1. Ask folks who have made the decisions already. Jackson Kayak has a really good resource called “Ask the Pros” that allows folks to ask questions about kayaks and gear. We are not all “pro” but most of us have screwed up enough and learned lessons we can pass on. In social media groups there are usually people who are willing to assist with questions. I have even seen multiple offers to meet and let others try out gear just to point people in the right direction.
2. Go to a dealer demo day. This will allow you to paddle boats, try gear and converse with like-minded paddlers. Lots of time promotional staff members will be on site as well and will be able to talk about the different aspects of the sport you are interested in. This is an excellent opportunity to test the waters without going “all in”.

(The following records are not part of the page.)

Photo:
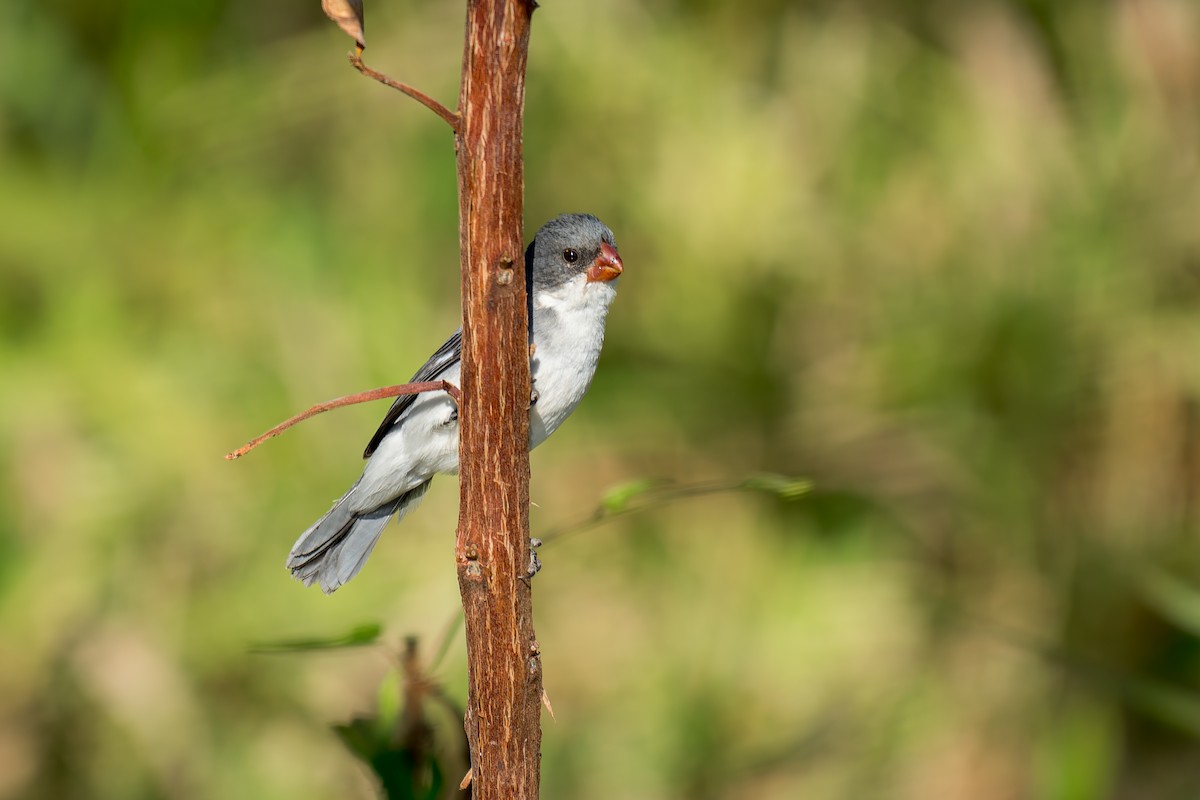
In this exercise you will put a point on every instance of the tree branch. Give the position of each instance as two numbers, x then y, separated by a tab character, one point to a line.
492	548
415	94
349	400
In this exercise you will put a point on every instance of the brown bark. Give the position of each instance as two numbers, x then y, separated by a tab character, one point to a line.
492	548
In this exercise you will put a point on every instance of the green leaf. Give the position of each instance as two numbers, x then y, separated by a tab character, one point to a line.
358	637
618	498
388	703
1176	600
781	486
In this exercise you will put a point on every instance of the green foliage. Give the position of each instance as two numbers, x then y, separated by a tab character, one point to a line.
939	259
358	636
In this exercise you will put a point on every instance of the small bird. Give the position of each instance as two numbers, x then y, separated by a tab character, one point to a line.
571	269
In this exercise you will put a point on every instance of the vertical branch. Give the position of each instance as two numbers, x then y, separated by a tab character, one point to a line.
492	547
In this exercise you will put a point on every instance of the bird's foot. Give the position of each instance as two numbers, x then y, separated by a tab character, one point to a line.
534	561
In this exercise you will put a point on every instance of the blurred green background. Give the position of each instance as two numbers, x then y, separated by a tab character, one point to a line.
940	258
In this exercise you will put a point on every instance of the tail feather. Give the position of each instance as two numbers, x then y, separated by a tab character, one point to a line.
336	546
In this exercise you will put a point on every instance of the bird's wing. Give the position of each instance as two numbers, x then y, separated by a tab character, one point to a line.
447	356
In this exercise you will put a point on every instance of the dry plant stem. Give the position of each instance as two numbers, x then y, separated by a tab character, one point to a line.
349	400
415	94
492	548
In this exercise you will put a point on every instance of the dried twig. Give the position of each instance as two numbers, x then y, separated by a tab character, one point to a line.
415	94
349	400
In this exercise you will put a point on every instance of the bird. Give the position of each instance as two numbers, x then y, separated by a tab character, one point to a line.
571	270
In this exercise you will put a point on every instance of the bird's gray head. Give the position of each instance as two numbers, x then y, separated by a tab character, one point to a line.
569	246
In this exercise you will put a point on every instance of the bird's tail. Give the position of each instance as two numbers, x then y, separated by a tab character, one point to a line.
337	545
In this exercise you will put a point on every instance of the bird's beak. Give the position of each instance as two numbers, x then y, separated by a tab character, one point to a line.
607	265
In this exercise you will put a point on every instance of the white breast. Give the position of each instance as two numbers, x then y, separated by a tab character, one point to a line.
568	332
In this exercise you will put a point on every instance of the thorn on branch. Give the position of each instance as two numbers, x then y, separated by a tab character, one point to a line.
349	400
451	118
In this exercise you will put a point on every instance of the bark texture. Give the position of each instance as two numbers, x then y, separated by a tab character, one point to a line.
492	547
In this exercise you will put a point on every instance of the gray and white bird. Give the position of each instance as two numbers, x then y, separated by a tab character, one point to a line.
571	269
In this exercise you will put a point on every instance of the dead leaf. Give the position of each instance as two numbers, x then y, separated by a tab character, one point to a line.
348	16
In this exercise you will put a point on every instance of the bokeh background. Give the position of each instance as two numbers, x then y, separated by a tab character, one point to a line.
942	259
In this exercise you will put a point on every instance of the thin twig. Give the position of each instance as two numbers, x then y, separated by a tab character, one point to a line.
349	400
451	118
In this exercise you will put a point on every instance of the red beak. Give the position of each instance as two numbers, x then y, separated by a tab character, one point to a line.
607	265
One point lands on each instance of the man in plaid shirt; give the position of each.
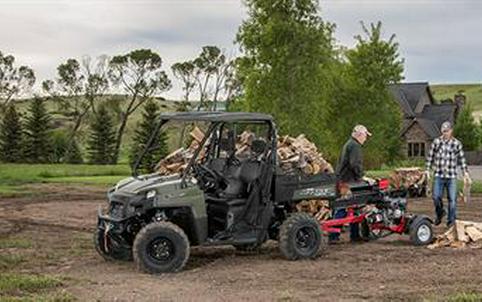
(444, 157)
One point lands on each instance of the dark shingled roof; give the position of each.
(409, 94)
(439, 113)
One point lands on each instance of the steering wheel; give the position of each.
(207, 179)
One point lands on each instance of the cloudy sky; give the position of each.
(439, 39)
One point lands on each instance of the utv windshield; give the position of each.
(204, 138)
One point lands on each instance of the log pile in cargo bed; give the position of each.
(461, 234)
(317, 207)
(300, 155)
(413, 179)
(295, 155)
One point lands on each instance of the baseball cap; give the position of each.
(446, 126)
(361, 129)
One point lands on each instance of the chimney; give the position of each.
(459, 100)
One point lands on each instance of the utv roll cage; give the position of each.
(214, 118)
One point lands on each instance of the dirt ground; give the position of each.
(59, 221)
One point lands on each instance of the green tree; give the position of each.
(288, 50)
(144, 130)
(77, 89)
(11, 136)
(466, 129)
(38, 128)
(140, 75)
(363, 97)
(14, 81)
(101, 142)
(73, 154)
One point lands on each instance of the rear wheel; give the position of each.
(421, 232)
(108, 248)
(161, 247)
(300, 237)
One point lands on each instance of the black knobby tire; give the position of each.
(161, 247)
(421, 232)
(110, 251)
(300, 237)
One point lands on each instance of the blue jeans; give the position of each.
(354, 229)
(450, 184)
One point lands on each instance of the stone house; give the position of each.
(422, 116)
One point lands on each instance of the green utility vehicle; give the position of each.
(220, 198)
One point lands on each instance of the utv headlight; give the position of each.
(151, 194)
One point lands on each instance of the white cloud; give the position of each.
(439, 39)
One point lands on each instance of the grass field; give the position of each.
(116, 103)
(14, 177)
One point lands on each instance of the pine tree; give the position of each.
(101, 142)
(143, 132)
(11, 136)
(466, 130)
(38, 133)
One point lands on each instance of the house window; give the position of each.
(416, 149)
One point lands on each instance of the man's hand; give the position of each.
(369, 180)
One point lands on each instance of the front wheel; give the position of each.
(300, 237)
(161, 247)
(421, 232)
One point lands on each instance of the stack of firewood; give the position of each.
(462, 234)
(408, 177)
(300, 155)
(177, 161)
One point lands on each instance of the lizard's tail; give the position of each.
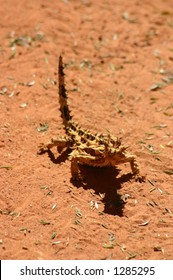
(65, 112)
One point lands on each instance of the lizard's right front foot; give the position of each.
(42, 148)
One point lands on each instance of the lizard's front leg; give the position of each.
(60, 142)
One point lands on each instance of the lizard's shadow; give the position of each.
(103, 181)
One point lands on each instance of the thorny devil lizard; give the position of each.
(87, 148)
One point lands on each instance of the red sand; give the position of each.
(120, 78)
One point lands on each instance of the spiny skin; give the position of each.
(87, 148)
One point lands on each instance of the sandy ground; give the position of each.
(119, 76)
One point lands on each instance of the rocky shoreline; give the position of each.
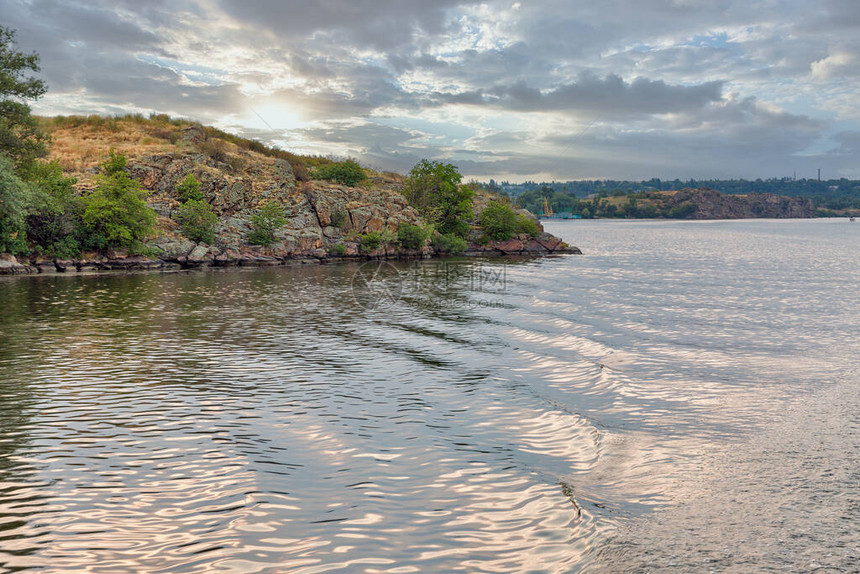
(202, 256)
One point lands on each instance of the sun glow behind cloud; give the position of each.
(560, 89)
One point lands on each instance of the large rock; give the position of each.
(9, 265)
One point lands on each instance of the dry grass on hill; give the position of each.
(81, 143)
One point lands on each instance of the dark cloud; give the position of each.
(606, 96)
(715, 87)
(365, 23)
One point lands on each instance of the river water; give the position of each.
(683, 397)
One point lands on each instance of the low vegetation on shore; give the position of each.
(93, 192)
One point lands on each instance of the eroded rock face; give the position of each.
(319, 214)
(236, 184)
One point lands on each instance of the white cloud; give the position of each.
(565, 88)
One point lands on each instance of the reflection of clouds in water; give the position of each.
(261, 418)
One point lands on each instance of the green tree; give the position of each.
(20, 136)
(411, 236)
(434, 189)
(189, 189)
(15, 195)
(498, 221)
(115, 213)
(265, 223)
(54, 218)
(197, 221)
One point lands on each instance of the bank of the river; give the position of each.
(231, 181)
(203, 256)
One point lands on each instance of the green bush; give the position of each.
(411, 236)
(528, 225)
(434, 189)
(15, 195)
(189, 189)
(54, 221)
(114, 164)
(115, 213)
(265, 223)
(338, 218)
(498, 221)
(370, 241)
(346, 172)
(450, 243)
(198, 221)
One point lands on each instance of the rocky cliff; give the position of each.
(711, 204)
(324, 220)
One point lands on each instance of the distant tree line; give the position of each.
(577, 196)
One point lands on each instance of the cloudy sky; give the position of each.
(511, 90)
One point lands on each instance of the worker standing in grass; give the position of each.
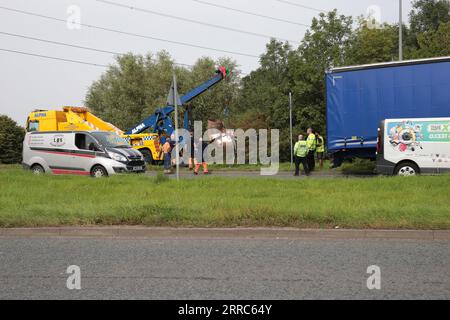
(167, 149)
(200, 148)
(300, 154)
(320, 150)
(311, 143)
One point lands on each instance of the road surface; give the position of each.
(35, 268)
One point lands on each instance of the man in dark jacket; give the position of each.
(200, 148)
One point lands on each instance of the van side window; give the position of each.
(80, 141)
(33, 126)
(85, 142)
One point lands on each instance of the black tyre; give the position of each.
(407, 169)
(37, 169)
(98, 172)
(147, 156)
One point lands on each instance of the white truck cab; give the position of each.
(95, 153)
(409, 147)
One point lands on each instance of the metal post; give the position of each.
(400, 36)
(177, 146)
(290, 128)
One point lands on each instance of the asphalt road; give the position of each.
(33, 268)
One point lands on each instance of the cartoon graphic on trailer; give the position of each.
(406, 136)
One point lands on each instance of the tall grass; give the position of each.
(408, 203)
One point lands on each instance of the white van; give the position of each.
(95, 153)
(412, 146)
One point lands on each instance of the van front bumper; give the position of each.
(130, 169)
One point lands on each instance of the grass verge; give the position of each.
(389, 203)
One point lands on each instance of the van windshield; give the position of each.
(110, 140)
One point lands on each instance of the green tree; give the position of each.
(11, 139)
(263, 101)
(434, 43)
(427, 15)
(372, 45)
(324, 46)
(136, 86)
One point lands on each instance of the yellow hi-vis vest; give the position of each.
(311, 142)
(301, 149)
(320, 144)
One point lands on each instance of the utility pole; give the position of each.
(400, 35)
(290, 127)
(177, 138)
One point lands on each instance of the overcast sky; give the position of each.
(28, 82)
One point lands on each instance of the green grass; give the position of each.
(406, 203)
(358, 167)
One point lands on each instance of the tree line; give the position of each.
(136, 85)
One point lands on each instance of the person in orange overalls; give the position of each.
(200, 148)
(167, 149)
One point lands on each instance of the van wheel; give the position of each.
(407, 169)
(98, 172)
(147, 156)
(37, 169)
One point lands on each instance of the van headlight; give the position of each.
(117, 157)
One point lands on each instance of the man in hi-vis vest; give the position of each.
(300, 153)
(311, 143)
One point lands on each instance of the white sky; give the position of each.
(28, 83)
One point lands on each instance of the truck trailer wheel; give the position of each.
(37, 169)
(98, 172)
(407, 169)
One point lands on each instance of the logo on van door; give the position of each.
(58, 141)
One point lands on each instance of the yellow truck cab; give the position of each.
(81, 119)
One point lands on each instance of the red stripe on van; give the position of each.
(69, 154)
(61, 171)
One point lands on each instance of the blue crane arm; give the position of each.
(162, 114)
(152, 122)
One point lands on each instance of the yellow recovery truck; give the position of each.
(81, 119)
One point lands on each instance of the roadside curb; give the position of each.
(224, 233)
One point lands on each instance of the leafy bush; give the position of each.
(11, 139)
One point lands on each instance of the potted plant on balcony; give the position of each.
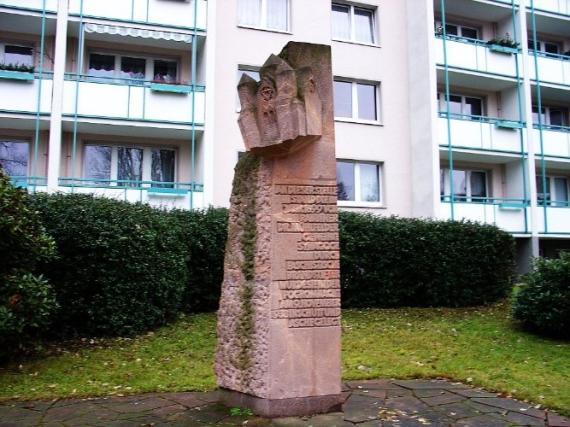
(17, 72)
(503, 44)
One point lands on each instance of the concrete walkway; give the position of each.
(386, 403)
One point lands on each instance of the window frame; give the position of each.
(29, 154)
(117, 78)
(352, 26)
(354, 105)
(146, 167)
(262, 25)
(357, 184)
(445, 193)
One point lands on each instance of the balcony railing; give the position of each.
(555, 140)
(556, 6)
(508, 214)
(480, 132)
(158, 12)
(552, 68)
(131, 99)
(37, 5)
(477, 55)
(180, 195)
(20, 92)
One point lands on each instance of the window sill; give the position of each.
(269, 30)
(358, 122)
(357, 43)
(366, 205)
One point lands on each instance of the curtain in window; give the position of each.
(97, 163)
(14, 158)
(162, 167)
(130, 167)
(369, 183)
(341, 21)
(364, 25)
(249, 12)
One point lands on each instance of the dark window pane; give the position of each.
(367, 102)
(369, 182)
(551, 48)
(14, 157)
(345, 180)
(97, 164)
(18, 55)
(130, 166)
(133, 68)
(473, 106)
(163, 163)
(343, 99)
(478, 185)
(470, 33)
(165, 71)
(101, 65)
(364, 25)
(340, 21)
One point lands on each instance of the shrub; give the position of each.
(121, 268)
(391, 262)
(543, 303)
(204, 234)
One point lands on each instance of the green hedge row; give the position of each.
(124, 268)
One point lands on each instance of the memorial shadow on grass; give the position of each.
(479, 346)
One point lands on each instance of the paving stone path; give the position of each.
(385, 403)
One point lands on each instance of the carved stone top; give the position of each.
(281, 113)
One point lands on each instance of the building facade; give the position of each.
(444, 108)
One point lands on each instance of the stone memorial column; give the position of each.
(279, 319)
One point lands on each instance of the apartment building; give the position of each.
(443, 108)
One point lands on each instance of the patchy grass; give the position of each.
(478, 346)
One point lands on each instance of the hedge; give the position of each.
(393, 262)
(121, 267)
(124, 268)
(543, 303)
(27, 301)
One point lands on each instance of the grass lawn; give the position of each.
(477, 346)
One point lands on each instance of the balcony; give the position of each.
(555, 140)
(480, 133)
(169, 195)
(51, 5)
(554, 219)
(556, 6)
(508, 214)
(20, 92)
(476, 55)
(165, 13)
(133, 100)
(552, 68)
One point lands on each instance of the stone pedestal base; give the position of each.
(274, 408)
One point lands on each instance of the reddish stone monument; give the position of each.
(279, 319)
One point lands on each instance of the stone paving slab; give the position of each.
(380, 403)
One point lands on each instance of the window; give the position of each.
(358, 182)
(468, 185)
(130, 69)
(353, 23)
(14, 157)
(552, 191)
(268, 14)
(470, 107)
(127, 166)
(550, 116)
(16, 55)
(458, 30)
(545, 47)
(356, 101)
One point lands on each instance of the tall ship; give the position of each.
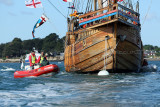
(105, 36)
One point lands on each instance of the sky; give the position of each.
(16, 20)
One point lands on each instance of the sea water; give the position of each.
(80, 90)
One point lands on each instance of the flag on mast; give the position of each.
(42, 20)
(33, 4)
(67, 0)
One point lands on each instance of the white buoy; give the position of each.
(103, 73)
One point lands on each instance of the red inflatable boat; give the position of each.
(37, 72)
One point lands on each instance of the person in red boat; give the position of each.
(32, 59)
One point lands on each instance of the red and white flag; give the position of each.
(33, 4)
(67, 0)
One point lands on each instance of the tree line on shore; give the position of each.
(152, 48)
(51, 44)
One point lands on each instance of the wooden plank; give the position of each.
(128, 17)
(119, 5)
(84, 20)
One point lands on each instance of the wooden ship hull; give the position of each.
(85, 49)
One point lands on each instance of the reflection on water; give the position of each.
(76, 90)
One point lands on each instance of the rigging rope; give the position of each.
(147, 13)
(51, 22)
(57, 9)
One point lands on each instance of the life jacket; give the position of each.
(33, 59)
(41, 59)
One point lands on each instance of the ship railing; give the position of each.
(109, 13)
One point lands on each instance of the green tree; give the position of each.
(1, 49)
(50, 42)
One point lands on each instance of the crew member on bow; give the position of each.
(32, 59)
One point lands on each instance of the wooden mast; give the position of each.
(95, 5)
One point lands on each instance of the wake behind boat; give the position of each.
(49, 69)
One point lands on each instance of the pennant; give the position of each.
(75, 14)
(42, 19)
(33, 4)
(67, 0)
(72, 7)
(120, 0)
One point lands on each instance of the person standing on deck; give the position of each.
(42, 60)
(32, 59)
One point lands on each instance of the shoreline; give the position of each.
(18, 60)
(58, 59)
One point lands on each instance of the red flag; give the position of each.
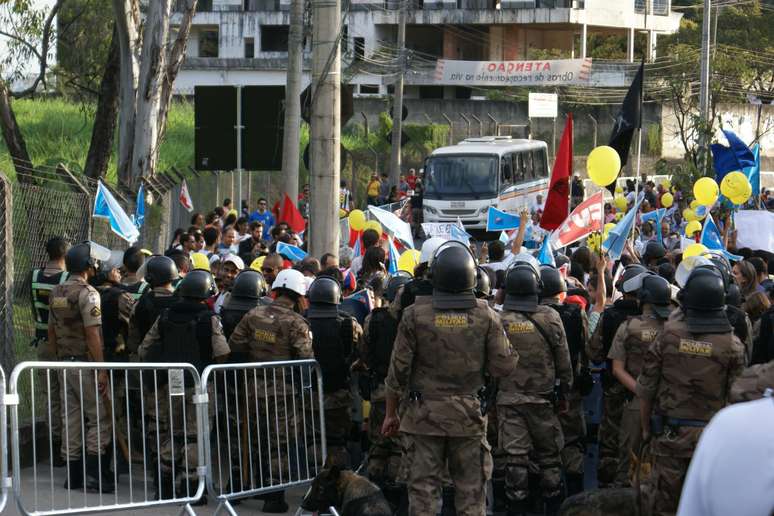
(290, 214)
(584, 219)
(558, 201)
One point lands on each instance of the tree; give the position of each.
(150, 58)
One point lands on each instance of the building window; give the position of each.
(274, 38)
(208, 42)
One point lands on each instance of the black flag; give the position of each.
(629, 118)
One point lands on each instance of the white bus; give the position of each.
(464, 180)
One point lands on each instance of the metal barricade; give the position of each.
(267, 423)
(131, 436)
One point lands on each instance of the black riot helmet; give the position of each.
(324, 295)
(160, 270)
(197, 284)
(483, 284)
(553, 282)
(249, 284)
(703, 300)
(395, 282)
(453, 276)
(523, 284)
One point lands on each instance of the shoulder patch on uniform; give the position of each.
(695, 347)
(521, 327)
(451, 321)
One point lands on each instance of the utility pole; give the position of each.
(291, 139)
(704, 93)
(326, 127)
(397, 103)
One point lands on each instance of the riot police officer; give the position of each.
(685, 380)
(573, 422)
(445, 343)
(525, 402)
(160, 273)
(335, 337)
(74, 334)
(43, 281)
(630, 344)
(613, 392)
(187, 332)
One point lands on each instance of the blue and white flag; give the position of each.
(655, 217)
(616, 238)
(498, 220)
(393, 257)
(713, 240)
(139, 209)
(106, 207)
(546, 255)
(291, 252)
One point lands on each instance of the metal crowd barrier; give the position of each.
(144, 418)
(267, 426)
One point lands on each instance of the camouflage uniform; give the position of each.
(172, 437)
(75, 306)
(267, 334)
(630, 344)
(526, 418)
(753, 383)
(688, 378)
(438, 363)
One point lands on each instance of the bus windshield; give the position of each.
(461, 177)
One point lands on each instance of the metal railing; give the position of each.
(268, 426)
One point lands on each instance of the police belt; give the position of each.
(676, 421)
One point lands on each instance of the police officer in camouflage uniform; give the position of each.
(576, 327)
(187, 332)
(273, 333)
(74, 334)
(614, 394)
(444, 345)
(686, 378)
(43, 281)
(525, 401)
(335, 338)
(630, 344)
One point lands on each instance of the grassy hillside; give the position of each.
(57, 130)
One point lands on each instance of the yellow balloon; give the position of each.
(706, 191)
(692, 227)
(667, 200)
(408, 260)
(257, 263)
(200, 261)
(694, 250)
(734, 185)
(357, 220)
(374, 224)
(603, 165)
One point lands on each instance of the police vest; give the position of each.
(382, 330)
(186, 334)
(148, 309)
(332, 344)
(41, 290)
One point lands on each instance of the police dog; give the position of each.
(348, 492)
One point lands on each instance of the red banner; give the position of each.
(586, 218)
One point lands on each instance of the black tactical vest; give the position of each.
(382, 330)
(332, 344)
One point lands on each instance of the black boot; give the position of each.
(447, 497)
(94, 475)
(275, 503)
(499, 501)
(574, 483)
(76, 475)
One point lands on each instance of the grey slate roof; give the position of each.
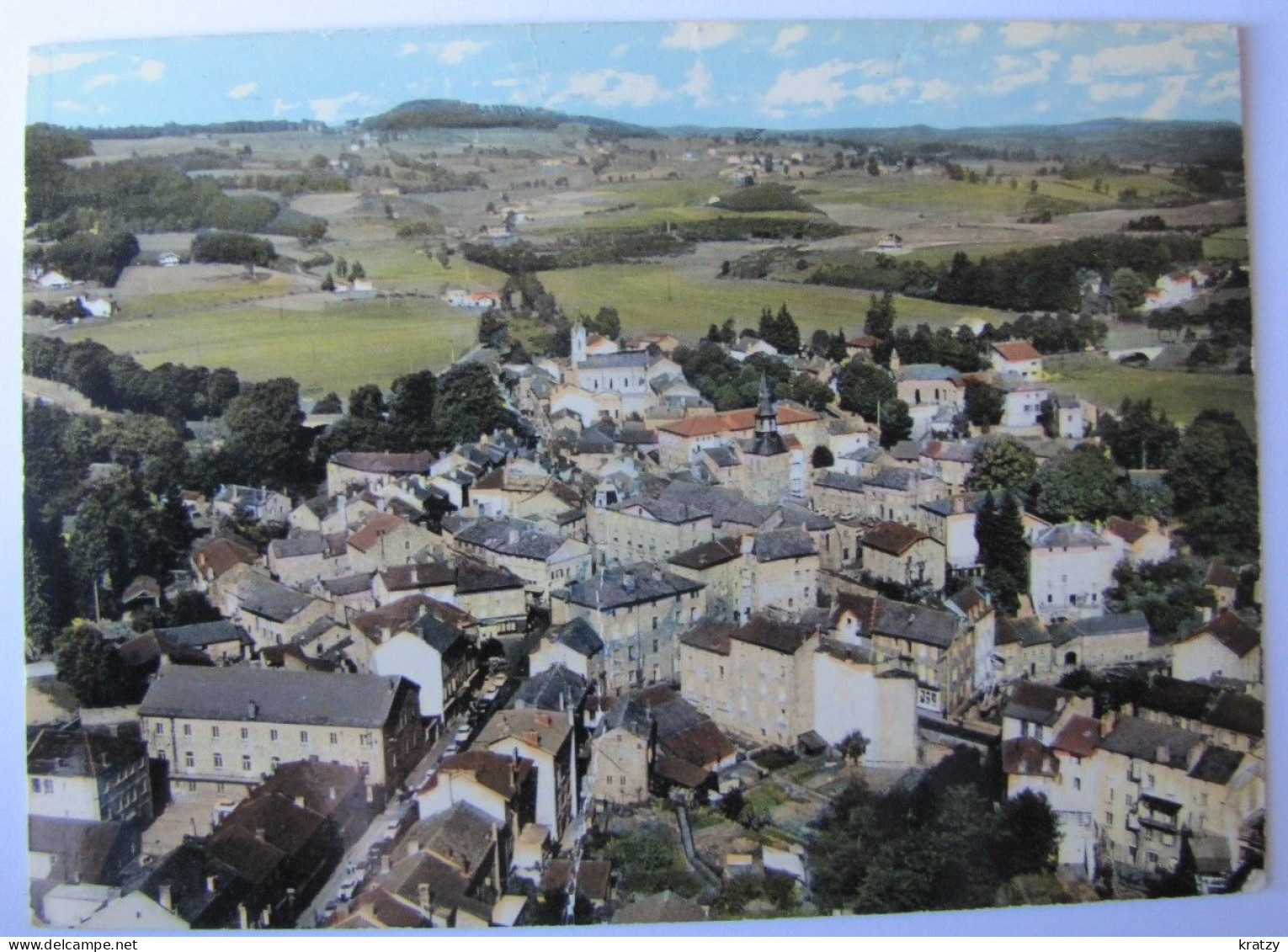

3. Remember one bite at a time. As you begin your journey, don’t try to do or learn everything at once. Work on certain parts of the individual discipline that you are interested in. If you are a whitewater paddler, work on rolling or a certain trick that you want to perfect. If you are a recreational paddler, work on a more efficient paddle stroke or learn how to “edge” your kayak. Fishing kayakers can work on stealthy paddling, standing or work on a specific technique that they want to perfect.
It is frustrating to get overwhelmed with a sport that should be a lot of fun. Don’t let it get to that point. Slow down, take a deep breath, and focus on small aspects of the discipline you are working on. Just remember, you don’t have to learn it all in one trip!